A broad view of healthcare technology
While the U.S. government has been fostering the development of traditional health IT, it has also, through the Department of Defense, been supporting other healthcare technology like the “Body on a Chip” project. Research labs including Dr. Atala’s lab at Wake Forest and labs at MIT, Brigham and Women’s, University of Michigan, and Johns Hopkins have been working on various aspects of this project to create organ functionality on a 2-inch chip.
Kidney on a Chip
Dr. Jonathan Himmelfarb leads the Kidney Research Institute at the University of Washington where his group has developed the Kidney on a Chip. Technology is central to this biological effort. Advances in microfabrication, microelectronics, microfluidity, and nanotechnology have made it possible to create systems that organize human cells into physiologically functional “organoids”. In these microenvironments, human cells such as capillary cells, podocytes, and proximal tubule cells are supported by the circulation of a blood-replacement fluid. The chip-based nephron cells receive circulation that results in filtration at the level of the glomerulus, followed by exposure to the intrinsic transport properties of the proximal tubule and Loop of Henle.
While it would be magnificent if the Kidney on a Chip were a stepping stone to a wearable or transportable kidney, that is not the purpose of the technology today. These organs on a microchip are being used to study cellular and organ response to toxins and other injury agents along with the response to treatments. Such research systems preclude the use of laboratory animals, which may or may not respond like humans, to study tissue injury along with drug toxicity or efficacy.

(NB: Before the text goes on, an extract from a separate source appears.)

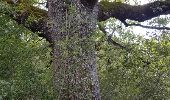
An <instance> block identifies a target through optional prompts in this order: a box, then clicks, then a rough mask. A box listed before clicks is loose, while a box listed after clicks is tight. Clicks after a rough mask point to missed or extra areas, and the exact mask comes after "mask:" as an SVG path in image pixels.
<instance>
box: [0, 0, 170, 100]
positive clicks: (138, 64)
mask: <svg viewBox="0 0 170 100" xmlns="http://www.w3.org/2000/svg"><path fill="white" fill-rule="evenodd" d="M116 1H117V2H119V3H118V4H121V3H127V4H129V2H128V0H126V2H125V1H124V0H116ZM134 1H135V0H134ZM105 2H106V1H105ZM136 2H137V3H139V2H138V1H137V0H136ZM152 2H154V1H152ZM167 2H169V1H167ZM118 4H117V5H118ZM136 5H137V4H136ZM45 6H46V1H41V0H40V1H38V0H23V1H22V2H18V3H13V2H12V1H10V0H0V100H56V95H57V93H56V92H55V89H54V87H55V86H54V85H53V71H52V70H53V69H52V62H51V60H52V59H53V58H52V56H51V51H52V49H51V45H50V42H49V40H48V39H49V38H48V39H45V38H43V37H44V34H42V32H41V31H39V28H41V25H40V22H41V24H43V23H44V22H43V21H44V17H46V16H47V15H46V10H43V9H45ZM105 6H106V7H107V5H105ZM108 6H109V5H108ZM40 8H41V9H40ZM42 8H43V9H42ZM46 9H47V8H46ZM105 9H107V8H105ZM169 11H170V9H169ZM127 13H128V12H127ZM161 14H162V13H160V15H161ZM155 16H156V15H155ZM25 17H27V18H25ZM118 17H119V16H118ZM118 17H117V18H114V17H112V18H109V19H107V20H105V21H100V22H98V25H97V29H96V31H95V32H93V34H92V39H93V40H94V41H95V50H96V56H97V57H96V59H97V70H98V76H99V83H100V95H101V98H102V100H169V99H170V34H169V33H170V31H169V28H168V27H166V25H167V24H169V22H170V17H169V16H168V15H167V16H158V17H154V16H152V17H154V18H152V19H149V18H148V19H149V20H147V21H145V24H147V25H146V26H142V25H141V24H140V23H139V22H135V21H132V20H129V21H128V23H131V24H128V25H127V23H126V22H124V21H122V20H121V19H119V18H118ZM127 19H128V18H127ZM42 20H43V21H42ZM99 20H100V18H99ZM103 20H104V19H103ZM140 22H141V20H140ZM23 23H24V24H23ZM134 23H136V24H134ZM37 24H39V26H37ZM135 25H136V26H139V27H144V28H146V29H148V32H147V34H148V35H147V36H144V35H143V34H144V33H142V32H143V31H141V30H139V33H140V34H136V33H134V32H133V29H134V28H136V26H135ZM125 26H127V27H125ZM147 26H149V27H147ZM150 28H151V29H150ZM146 37H147V38H146ZM82 100H86V99H82ZM87 100H88V99H87Z"/></svg>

BTW more than EHR, HIE, ESCO….
Bioprinting, microfluidic platforms, and nanotechnology may not be the stuff of our current daily encounter with healthcare technology, but the abundance of related acronyms is a common thread. The U.S. Department of Defense (DOD) through the Defense Threat Reduction Agency (DTRA) has provided the $24 million research grant to the Wake Forest Institute for Regenerative Medicine to create “Body on a Chip” systems. The plan is to study and develop Medical Countermeasures (MCMs) to nuclear, chemical, and biological threats. The biological platforms that are developed are part of the eX Vivo Capabilities for Evaluation and Licensure (X.C.E.L.) program. The Massachusetts Institute of Technology (MIT) is working in partnership with the National Institute of Health (NIH) and the Defense Advanced Research Projects Agency (DARPA) to create “microphysiological organ system modules” that bring multiple physiologic systems together on one platform to create whole organ systems to study the effects of new pharmaceuticals as part of the “Barrier-Immune-Organ: MIcrophysiology, Microenvironment Engineered Tissue Construct Systems” (BIO-MIMETICS).
While this technology is exciting, I feel a bit overwhelmed. How can nanoparticles on a microchip encompass so much complexity? I still don’t completely understand Meaningful Use and ICD-10 looks a little daunting, but at least they use technology I can see.